A low-reading thermometer should be used for all measurements. An ordinary thermometer only reads down to 35°C/95°F and will not detect significant hypothermia, low-reading infant thermometers go down to 25°C/77°F.
Santosh also recommends that parents (either the mother or father) give Kangaroo care (skin-to-skin contact) to a newborn from time-to-time as this will help her keep warm even in a cooled room, especially at night time.
What is the right room temperature for a baby?
In tropical climate, overheating and sweating during the summer months can cause dehydration in babies. While it is necessary to keep infants warm so that their body temperature stays normal, it is also imperative to keep them cool and comfortable in summer so they do not lose water content from their body. Medical experts say that having an AC or air cooler in a baby’s room is absolutely fine, as long as parents take necessary precautions.
“There is no harm in using an air conditioner or air cooler for your baby in hot climatic conditions but parents need to keep safety measures in mind. Ideally, the room temperature should be maintained at a steady 24 –26 degrees Celsius." says Dr Santosh Kumar, Consultant, Paediatrics and Neonatology, Motherhood Hospitals, Bengaluru.
Things parents need to do
- Ensure that the room has good air circulation and is not too hot or too cold, as this can be dangerous. When the room is air-conditioned, maintain a steady temperature of 24–26 degrees Celsius as this will keep your baby comfortable.
- Dress your baby in light and airy clothes during the day. At night when your baby is sleeping, keep his head, hands and feet covered with appropriate garments and cover the body with a soft wrap.
- Check your baby’s body temperature once in a while by touching his forehead, hands and heat. If you feel your baby may be cold, use a thermometer to measure the temperature.
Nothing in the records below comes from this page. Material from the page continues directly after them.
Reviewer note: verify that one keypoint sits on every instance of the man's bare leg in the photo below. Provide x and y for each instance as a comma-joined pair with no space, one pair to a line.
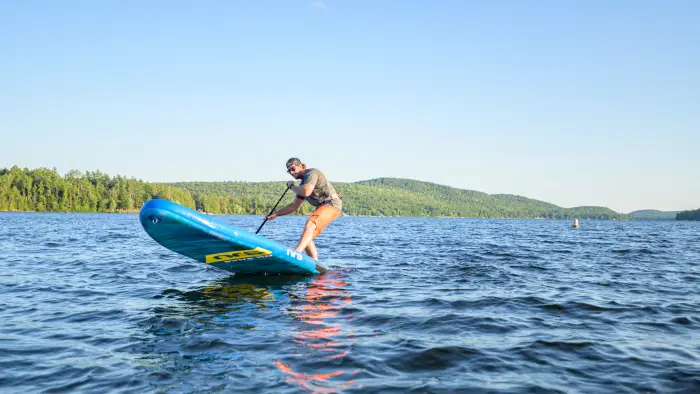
311,250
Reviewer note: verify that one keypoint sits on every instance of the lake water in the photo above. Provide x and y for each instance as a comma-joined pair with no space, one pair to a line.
90,303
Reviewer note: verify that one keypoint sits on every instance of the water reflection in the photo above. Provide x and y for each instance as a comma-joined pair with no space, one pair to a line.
295,322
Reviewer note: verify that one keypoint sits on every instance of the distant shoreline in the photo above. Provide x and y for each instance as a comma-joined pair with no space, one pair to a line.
307,214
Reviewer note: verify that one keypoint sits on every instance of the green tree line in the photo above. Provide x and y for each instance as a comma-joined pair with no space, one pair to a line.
44,190
688,215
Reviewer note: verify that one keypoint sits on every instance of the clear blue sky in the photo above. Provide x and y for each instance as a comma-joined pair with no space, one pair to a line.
570,102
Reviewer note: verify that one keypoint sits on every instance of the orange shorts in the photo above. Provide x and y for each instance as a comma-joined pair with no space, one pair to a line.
322,217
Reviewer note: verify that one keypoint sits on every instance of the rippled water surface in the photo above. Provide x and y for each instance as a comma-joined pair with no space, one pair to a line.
88,302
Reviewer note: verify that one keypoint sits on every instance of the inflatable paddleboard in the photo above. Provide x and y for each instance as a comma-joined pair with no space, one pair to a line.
220,245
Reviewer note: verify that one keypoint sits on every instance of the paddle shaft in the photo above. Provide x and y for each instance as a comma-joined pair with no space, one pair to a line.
273,210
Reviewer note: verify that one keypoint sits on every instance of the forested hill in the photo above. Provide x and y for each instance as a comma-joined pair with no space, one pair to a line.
653,214
45,190
405,197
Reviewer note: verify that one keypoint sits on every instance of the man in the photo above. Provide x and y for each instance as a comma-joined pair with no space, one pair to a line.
317,191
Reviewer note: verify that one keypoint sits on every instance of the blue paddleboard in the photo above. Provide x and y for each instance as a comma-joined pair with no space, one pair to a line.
218,244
- Hold your little one close to your chest once in a while to transfer the warmth of your body to him. If you find that your baby is unusually lethargic or having difficulty in breathing, ensure she gets immediate medical attention.
- Service your air-conditioner or cooler occasionally, so that it functions properly and does not give out unhealthy air that might affect your baby.
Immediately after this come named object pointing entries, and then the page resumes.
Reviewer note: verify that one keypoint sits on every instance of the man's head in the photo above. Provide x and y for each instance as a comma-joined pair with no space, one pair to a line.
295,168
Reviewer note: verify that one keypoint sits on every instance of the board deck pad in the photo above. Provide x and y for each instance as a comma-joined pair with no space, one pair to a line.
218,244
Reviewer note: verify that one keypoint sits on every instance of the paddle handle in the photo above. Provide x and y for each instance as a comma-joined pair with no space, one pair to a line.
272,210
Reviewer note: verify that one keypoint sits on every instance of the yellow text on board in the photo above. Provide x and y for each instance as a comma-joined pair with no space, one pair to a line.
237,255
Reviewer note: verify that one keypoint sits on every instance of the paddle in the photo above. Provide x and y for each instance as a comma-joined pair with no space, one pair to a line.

Precautions and safety measures parents must take
- Do not keep your baby’s crib or cot right in front of the air-cooler or close to the air-conditioner. It is advisable to place your baby in a part of the room, where she is away from the direct blast of the cooler.
- Do not expose your baby to sudden changes in temperature, i.e., from a cold room to the hot outdoors and vice versa. Increase the temperature gradually, so the change is not sudden.
- Do not let the cool air make your baby’s skin dry. Moisturise your baby’s skin with baby lotion and keep her hydrated with regular feeds and water.
- Do not allow the cold air from the cooler blow directly near your child’s nose, as this can cause difficulty in breathing and dry out nasal passages.
- Do not set the temperature too low in your baby’s room. Low birth weight babies and newborns are at risk of hypothermia in cold surroundings. Change nappies regularly to ensure your baby is dry.
Using an air cooler or air-conditioning system in the hot and humid months will keep babies safe from the heat and help them sleep well during the night. Parents should, however, exercise care and caution to ensure that it does not cause discomfort to the little ones or bring them any harm.